The analysis of Table 3 revealed response distribution patterns across two sample sizes (63 and 79 responses). In the 79-response dataset, Claude 3.5 Sonnet, ChatGPT o1-Pro, and ChatGPT o1 demonstrated statistical significance (p < 0.05) in both analyses. ChatGPT o1-Pro showed reduced undecided (U) categorisations compared to earlier versions, while Llama 3.1 405B recorded minimal undecided (U) categorisations in the 63-response sample.

The analysis identified five main themes encompassing 24 distinct sub-themes, as presented in Table 4: Self-Concept (four sub-themes addressing personal identity), Body Image (three sub-themes focusing on appearance), Social Stigma (five sub-themes examining interpersonal effects), Self-Stigma (six sub-themes detailing psychological responses), and Health Seeking Behaviour (six sub-themes covering coping and treatment).

Table 5 documented the thematic alignment capabilities of newer A.I. model versions.

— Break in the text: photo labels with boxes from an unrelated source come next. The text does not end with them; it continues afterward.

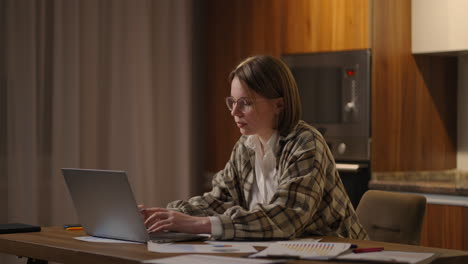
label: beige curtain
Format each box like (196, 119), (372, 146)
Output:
(0, 0), (200, 262)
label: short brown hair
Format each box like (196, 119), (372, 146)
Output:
(229, 55), (302, 135)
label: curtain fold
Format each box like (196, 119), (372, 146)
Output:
(0, 0), (201, 262)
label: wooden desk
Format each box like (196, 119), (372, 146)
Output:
(0, 227), (468, 264)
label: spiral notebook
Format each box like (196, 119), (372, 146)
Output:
(250, 241), (351, 260)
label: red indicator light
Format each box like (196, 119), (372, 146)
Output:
(346, 70), (356, 76)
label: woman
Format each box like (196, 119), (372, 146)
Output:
(144, 56), (367, 240)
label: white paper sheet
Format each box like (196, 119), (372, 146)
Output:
(205, 238), (320, 247)
(148, 242), (257, 253)
(74, 236), (143, 244)
(143, 254), (284, 264)
(337, 250), (434, 264)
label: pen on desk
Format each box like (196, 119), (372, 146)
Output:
(353, 247), (383, 253)
(65, 226), (83, 231)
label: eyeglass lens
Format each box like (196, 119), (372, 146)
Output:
(226, 97), (251, 112)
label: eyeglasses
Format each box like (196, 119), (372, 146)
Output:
(226, 96), (253, 113)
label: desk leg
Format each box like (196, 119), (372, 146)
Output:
(27, 258), (48, 264)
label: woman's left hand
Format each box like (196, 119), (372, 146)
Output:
(144, 208), (211, 234)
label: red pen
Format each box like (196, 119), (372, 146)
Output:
(353, 247), (383, 253)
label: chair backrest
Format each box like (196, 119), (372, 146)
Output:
(356, 190), (426, 245)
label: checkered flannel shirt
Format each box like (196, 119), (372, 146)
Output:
(168, 121), (368, 240)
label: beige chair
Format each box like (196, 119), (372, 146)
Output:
(356, 190), (426, 245)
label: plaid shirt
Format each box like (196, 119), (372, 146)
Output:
(168, 121), (368, 240)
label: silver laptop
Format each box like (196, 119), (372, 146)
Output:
(62, 169), (207, 242)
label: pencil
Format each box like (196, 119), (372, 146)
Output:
(65, 226), (83, 231)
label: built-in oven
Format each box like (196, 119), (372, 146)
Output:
(282, 49), (371, 207)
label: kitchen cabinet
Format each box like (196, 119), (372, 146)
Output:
(204, 0), (458, 172)
(411, 0), (468, 54)
(421, 203), (468, 250)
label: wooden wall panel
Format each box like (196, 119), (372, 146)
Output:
(283, 0), (370, 53)
(421, 204), (468, 250)
(372, 0), (457, 171)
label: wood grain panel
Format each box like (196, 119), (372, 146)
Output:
(372, 0), (457, 171)
(421, 204), (468, 250)
(283, 0), (370, 53)
(205, 0), (285, 172)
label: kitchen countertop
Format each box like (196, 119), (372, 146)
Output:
(369, 170), (468, 196)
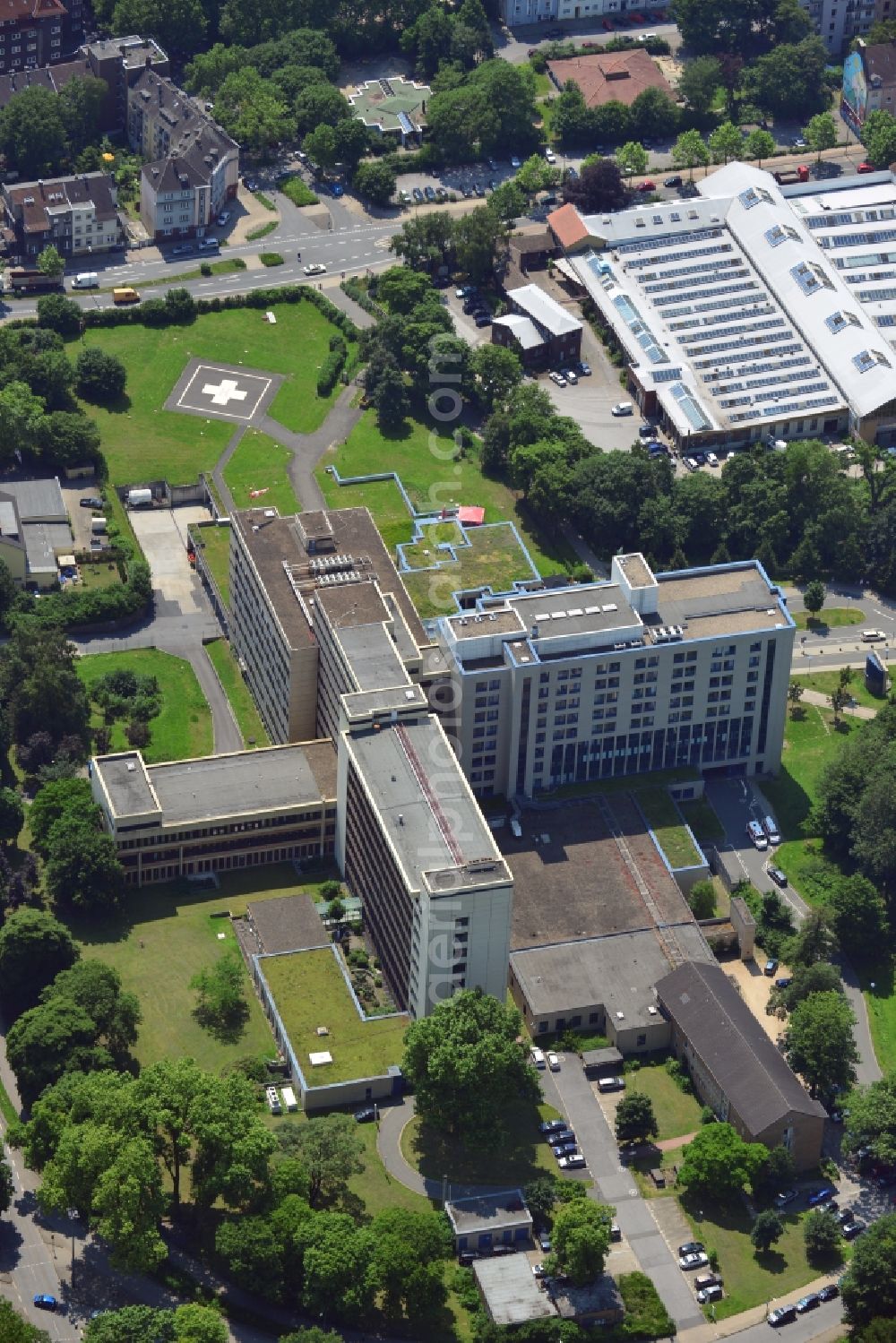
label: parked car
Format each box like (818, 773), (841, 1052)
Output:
(678, 1251), (710, 1272)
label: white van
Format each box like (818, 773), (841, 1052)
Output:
(747, 821), (769, 851)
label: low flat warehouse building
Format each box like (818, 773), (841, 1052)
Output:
(439, 555), (796, 797)
(548, 162), (896, 452)
(91, 741), (336, 885)
(657, 963), (826, 1170)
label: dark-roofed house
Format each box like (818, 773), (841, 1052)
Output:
(657, 961), (825, 1170)
(0, 172), (122, 262)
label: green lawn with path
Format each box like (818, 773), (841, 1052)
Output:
(75, 649), (213, 764)
(191, 522), (229, 606)
(68, 302), (357, 485)
(624, 1063), (702, 1141)
(76, 864), (326, 1072)
(790, 606), (866, 634)
(401, 1103), (557, 1189)
(262, 951), (409, 1087)
(317, 411), (576, 575)
(224, 428), (301, 516)
(681, 1197), (843, 1321)
(205, 640), (270, 748)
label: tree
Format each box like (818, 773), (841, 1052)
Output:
(788, 993), (858, 1096)
(678, 56), (721, 118)
(842, 1213), (896, 1329)
(189, 951), (248, 1041)
(804, 111), (837, 162)
(743, 127), (775, 168)
(678, 1124), (766, 1202)
(804, 1208), (840, 1264)
(0, 380), (44, 463)
(616, 140), (648, 177)
(405, 988), (538, 1146)
(470, 345), (522, 414)
(280, 1115), (364, 1208)
(353, 159), (395, 205)
(38, 243), (65, 280)
(0, 788), (25, 843)
(616, 1090), (659, 1143)
(804, 579), (828, 616)
(672, 130), (710, 177)
(75, 345), (127, 406)
(549, 1198), (614, 1287)
(750, 1208), (785, 1254)
(688, 881), (716, 918)
(44, 807), (125, 915)
(0, 909), (79, 1012)
(710, 121), (745, 164)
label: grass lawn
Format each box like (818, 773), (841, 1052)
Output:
(678, 797), (726, 843)
(205, 640), (270, 746)
(70, 302), (354, 485)
(403, 527), (542, 618)
(401, 1106), (557, 1189)
(318, 408), (576, 575)
(625, 1063), (700, 1141)
(262, 951), (409, 1087)
(75, 649), (213, 764)
(191, 522), (229, 606)
(793, 665), (896, 709)
(791, 606), (866, 634)
(635, 788), (700, 867)
(224, 428), (301, 516)
(681, 1198), (843, 1321)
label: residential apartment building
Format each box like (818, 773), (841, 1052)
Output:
(439, 555), (796, 797)
(656, 961), (826, 1171)
(0, 172), (122, 264)
(492, 285), (582, 368)
(90, 741), (336, 886)
(126, 67), (239, 240)
(0, 0), (84, 75)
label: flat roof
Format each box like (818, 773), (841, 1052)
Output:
(92, 741), (336, 826)
(344, 716), (511, 891)
(246, 891), (331, 953)
(231, 508), (428, 648)
(473, 1254), (555, 1324)
(495, 792), (694, 951)
(657, 963), (826, 1133)
(511, 921), (713, 1028)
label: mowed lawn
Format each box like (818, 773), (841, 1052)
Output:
(622, 1063), (700, 1143)
(205, 640), (270, 746)
(75, 649), (213, 764)
(262, 951), (409, 1087)
(224, 428), (301, 516)
(681, 1198), (843, 1321)
(78, 864), (328, 1072)
(70, 302), (354, 485)
(317, 411), (575, 575)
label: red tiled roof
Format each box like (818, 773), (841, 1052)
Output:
(548, 205), (589, 251)
(548, 47), (675, 108)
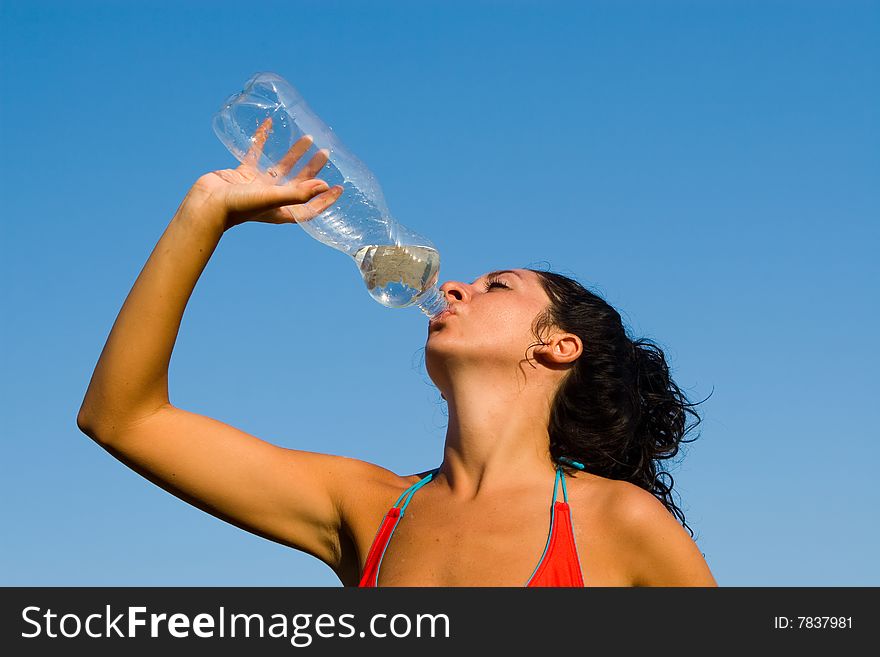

ChatGPT o1-Pro, ChatGPT o1, GrokV2, and DeepSeekV3 aligned with Reference A in their final iterations, each identifying all 24 sub-themes (Jaccard index = 1.00).

Finally, the A.I. grounded theory followed in phase 3C allowed us to get new themes and subthemes results presented in Additional file 10qua. Those results were used to create the final framework.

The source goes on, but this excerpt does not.